Faslodex is part of a class of medications called anti-estrogens, which are effective in blocking the production of estrogen. The medication is used to treat estrogen-sensitive breast cancer in postmenopausal women. It works by blocking the activity of estrogen in breast tissue, which stops the cancer from growing.
The CONFIRM trial recruited 736 women with advanced or metastatic (had spread) estrogen receptor-positive breast cancer between 2005 and 2007. The median age of participants was 61.
Study members were randomly assigned to receive either 250 mg of Faslodex (374 women) or 500 mg of Faslodex (362 women), which is given by injection.
The first analysis of results was performed in 2009, at which time about 50 percent of the participants had died.
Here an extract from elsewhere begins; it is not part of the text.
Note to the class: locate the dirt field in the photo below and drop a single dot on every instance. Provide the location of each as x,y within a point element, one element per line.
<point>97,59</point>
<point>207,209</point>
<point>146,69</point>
The initial results indicated a trend suggesting that the 500 mg dosing was superior. The researchers decided to analyze results again after 75 percent of the study members had died.
The final analysis was performed in late 2011 when 554 women of the original 736 had died. The researchers analyzed overall survival.
Median overall survival for women who received 500 mg of Faslodex was 26.4 months, compared to 22.3 months for those who took 250 mg of the medicine.
Serious side effects known to be related to the treatment were experienced by 2.2 percent of the women in the the 500 mg group and 1.1 percent of those in the 250 mg group. Five participants in the 500 mg group died of serious adverse events as did four women in the 250 mg group.
“In patients with locally advanced or metastatic estrogen receptor–positive breast cancer, fulvestrant 500 mg is associated with a 19 percent reduction in risk of death and a 4.1-month difference in median [overall survival] compared with fulvestrant 250 mg. Fulvestrant 500 mg was well tolerated, and no new safety concerns were identified,” the researchers concluded.
Results from this trial were published December 19 in the Journal of the National Cancer Institute.
This study was designed and funded by AstraZeneca Pharmaceuticals, the maker of Faslodex.